YouTube - Crash test

YouTube - Spectacular 100mph Train Crash Test

YouTube - Rocket Powered Train Inpact Test

Interesting to hear the Greenies' grasping at straws to obstruct and block the transport and in the same breath they want no CO2 in the air. Kind of like talking out of both sides of your butt.
Hey Phil, we are actually on the same side. I was just playing devil's advocate. But 1 million years? How safe is it really if it's regulated for ONE MILLION YEARS?

As for the Yucca Mtn. requirements

http://yosemite.epa.gov/opa/admpress.nsf/6424ac1caa800aab85257359003f5337/78...f!OpenDocument

EPA is required to set standards consistent with the findings and recommendations of the National Academy of Sciences (NAS) and satisfy a July 2004 court decision to extend the standards' duration. The Yucca Mountain standards are in line with approaches used in the international radioactive waste management community.

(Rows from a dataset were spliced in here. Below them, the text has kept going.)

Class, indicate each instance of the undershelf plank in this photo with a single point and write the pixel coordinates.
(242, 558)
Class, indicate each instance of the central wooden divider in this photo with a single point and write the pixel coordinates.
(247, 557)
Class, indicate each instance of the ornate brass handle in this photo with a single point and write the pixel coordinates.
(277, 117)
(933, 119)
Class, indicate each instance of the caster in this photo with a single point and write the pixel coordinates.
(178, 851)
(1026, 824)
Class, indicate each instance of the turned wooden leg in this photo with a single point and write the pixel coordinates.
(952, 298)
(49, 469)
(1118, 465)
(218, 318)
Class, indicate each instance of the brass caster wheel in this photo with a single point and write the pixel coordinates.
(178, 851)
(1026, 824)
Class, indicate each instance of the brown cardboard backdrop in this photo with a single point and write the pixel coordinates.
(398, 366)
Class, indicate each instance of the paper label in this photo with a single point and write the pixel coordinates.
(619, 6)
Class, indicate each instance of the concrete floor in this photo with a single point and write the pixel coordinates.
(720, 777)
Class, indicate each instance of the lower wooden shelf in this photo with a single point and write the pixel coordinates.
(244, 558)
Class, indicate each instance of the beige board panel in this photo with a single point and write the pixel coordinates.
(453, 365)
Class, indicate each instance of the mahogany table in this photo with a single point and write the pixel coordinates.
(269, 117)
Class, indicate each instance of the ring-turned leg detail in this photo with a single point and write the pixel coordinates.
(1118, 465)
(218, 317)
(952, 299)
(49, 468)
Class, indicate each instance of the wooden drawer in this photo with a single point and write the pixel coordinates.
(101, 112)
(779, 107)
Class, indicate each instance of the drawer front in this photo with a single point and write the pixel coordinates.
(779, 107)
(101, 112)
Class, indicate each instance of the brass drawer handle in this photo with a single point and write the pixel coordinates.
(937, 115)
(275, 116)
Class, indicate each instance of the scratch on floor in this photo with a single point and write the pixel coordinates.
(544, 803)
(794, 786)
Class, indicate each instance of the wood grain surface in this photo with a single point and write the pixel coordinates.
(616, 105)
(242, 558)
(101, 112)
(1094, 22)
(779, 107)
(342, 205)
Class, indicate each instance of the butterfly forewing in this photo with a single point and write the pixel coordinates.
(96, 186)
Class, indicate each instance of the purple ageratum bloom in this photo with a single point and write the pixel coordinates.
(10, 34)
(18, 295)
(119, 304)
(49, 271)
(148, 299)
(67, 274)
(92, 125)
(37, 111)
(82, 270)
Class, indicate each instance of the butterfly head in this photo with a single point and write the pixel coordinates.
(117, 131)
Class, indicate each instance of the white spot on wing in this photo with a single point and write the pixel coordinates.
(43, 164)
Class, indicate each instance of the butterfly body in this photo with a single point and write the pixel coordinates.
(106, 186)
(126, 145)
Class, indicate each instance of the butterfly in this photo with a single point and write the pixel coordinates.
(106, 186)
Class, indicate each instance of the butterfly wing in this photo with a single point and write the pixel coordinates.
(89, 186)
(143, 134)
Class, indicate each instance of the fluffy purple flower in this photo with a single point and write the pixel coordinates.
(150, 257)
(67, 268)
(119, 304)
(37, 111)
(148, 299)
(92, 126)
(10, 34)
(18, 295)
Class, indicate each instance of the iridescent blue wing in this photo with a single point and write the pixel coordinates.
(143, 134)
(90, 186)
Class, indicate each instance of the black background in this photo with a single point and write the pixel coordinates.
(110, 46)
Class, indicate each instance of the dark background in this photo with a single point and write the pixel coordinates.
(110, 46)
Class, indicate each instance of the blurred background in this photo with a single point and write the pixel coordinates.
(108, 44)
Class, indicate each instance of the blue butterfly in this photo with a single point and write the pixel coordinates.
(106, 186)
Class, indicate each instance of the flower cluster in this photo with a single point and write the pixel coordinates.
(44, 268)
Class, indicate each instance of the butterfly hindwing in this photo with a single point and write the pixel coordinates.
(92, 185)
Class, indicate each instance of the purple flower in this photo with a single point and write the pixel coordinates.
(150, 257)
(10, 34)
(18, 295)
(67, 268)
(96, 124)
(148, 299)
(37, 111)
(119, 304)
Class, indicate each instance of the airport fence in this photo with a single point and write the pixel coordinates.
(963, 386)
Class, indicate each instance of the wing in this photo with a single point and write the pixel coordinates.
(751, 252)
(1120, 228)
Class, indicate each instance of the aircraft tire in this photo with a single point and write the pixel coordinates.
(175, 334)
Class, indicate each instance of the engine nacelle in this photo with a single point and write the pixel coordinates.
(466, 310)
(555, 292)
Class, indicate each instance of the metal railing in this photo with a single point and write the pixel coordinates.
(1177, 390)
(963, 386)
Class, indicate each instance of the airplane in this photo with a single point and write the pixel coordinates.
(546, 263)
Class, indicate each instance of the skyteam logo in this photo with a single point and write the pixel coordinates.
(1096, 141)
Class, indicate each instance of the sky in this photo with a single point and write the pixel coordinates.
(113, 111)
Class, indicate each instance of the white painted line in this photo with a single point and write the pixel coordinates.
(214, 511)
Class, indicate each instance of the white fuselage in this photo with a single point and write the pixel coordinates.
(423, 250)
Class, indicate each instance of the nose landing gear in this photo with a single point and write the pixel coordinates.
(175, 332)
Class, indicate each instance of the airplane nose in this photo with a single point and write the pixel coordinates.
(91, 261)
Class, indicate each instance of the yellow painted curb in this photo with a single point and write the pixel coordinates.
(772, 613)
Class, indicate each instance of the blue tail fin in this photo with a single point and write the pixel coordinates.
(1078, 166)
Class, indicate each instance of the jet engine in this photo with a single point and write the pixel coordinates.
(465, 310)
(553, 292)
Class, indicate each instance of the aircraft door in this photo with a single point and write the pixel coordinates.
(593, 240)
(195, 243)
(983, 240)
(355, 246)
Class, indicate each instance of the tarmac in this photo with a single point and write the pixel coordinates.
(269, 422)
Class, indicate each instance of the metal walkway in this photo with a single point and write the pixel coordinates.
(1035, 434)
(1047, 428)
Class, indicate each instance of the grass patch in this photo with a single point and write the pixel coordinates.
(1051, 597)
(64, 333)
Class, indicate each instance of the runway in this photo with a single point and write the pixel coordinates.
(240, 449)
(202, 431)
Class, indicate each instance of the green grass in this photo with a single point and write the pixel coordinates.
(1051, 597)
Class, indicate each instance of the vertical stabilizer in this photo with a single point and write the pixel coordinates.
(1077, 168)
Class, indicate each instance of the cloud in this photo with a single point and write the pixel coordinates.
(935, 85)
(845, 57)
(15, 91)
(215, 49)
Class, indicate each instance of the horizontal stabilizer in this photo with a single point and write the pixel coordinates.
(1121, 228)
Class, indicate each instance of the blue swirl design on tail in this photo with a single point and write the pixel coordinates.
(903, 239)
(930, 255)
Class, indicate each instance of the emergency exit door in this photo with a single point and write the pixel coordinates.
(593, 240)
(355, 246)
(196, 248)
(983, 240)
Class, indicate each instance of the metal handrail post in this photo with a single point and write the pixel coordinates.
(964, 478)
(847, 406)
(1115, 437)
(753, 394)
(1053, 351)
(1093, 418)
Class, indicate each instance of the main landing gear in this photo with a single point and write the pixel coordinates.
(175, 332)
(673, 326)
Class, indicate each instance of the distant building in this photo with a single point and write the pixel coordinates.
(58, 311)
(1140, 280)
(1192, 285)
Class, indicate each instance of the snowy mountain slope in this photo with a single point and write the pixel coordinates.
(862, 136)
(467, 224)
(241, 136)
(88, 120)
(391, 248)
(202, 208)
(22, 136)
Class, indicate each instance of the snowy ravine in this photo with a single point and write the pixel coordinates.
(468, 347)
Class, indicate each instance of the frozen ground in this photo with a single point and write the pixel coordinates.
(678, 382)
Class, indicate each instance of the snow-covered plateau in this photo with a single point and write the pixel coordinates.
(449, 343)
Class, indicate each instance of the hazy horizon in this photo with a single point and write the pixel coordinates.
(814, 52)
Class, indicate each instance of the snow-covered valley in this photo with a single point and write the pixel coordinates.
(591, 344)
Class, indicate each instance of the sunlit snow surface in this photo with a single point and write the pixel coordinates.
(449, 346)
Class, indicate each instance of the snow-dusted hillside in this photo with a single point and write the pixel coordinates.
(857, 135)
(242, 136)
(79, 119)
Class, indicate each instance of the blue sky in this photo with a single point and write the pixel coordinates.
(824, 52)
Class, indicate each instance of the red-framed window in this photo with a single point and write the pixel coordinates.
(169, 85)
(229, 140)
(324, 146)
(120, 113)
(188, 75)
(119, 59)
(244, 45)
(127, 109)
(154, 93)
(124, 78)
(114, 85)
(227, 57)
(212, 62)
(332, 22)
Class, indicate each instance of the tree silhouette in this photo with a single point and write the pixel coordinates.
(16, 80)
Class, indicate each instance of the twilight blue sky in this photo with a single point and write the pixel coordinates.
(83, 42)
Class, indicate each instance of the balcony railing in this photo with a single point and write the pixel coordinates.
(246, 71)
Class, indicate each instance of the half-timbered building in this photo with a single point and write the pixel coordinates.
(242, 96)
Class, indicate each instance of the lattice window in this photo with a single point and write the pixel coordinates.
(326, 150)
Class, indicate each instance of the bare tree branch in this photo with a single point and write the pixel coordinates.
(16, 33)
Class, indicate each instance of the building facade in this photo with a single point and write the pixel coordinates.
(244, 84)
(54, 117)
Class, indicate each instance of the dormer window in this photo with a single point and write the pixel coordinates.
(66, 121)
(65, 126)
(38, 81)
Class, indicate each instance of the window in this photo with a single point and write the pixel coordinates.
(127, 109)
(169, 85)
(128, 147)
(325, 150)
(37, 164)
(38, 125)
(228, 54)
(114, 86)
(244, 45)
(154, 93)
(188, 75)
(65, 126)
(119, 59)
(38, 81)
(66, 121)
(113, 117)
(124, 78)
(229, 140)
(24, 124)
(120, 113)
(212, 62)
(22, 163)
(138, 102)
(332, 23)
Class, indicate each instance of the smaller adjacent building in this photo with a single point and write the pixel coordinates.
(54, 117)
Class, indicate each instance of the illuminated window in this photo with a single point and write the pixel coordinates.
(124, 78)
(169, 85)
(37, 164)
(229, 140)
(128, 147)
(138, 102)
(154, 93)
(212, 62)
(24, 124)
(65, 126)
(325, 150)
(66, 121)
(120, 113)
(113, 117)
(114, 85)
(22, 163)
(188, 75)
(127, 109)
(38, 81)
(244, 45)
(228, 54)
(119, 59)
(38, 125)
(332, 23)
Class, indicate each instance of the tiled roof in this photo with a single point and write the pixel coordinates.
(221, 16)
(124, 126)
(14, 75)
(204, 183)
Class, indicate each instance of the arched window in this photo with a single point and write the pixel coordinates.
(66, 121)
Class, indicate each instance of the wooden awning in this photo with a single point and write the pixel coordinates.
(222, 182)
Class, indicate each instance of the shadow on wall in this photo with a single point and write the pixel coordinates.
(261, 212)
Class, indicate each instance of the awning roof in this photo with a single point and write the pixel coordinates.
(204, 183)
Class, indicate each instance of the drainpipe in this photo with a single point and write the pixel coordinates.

The final standards will:

* Retain the dose limit of 15 millirem per year for the first 10,000 years after disposal;
* Establish a dose limit of 100 millirem annual exposure per year between 10,000 years and 1 million years;
* Require the Department of Energy (DOE) to consider the effects of climate change, earthquakes, volcanoes, and corrosion of the waste packages to safely contain the waste during the 1 million-year period; and
* Be consistent with the recommendations of the NAS by establishing a radiological protection standard for this facility at the time of peak dose up to 1 million years after disposal.


Human exposure to radiation varies from natural sources, such as radon and ultraviolet radiation from the sun, and other sources, such as medical X-rays. The average annual radiation exposure from both naturally occurring and manmade sources for a person living in the United States has been estimated to be 360 millirem per year.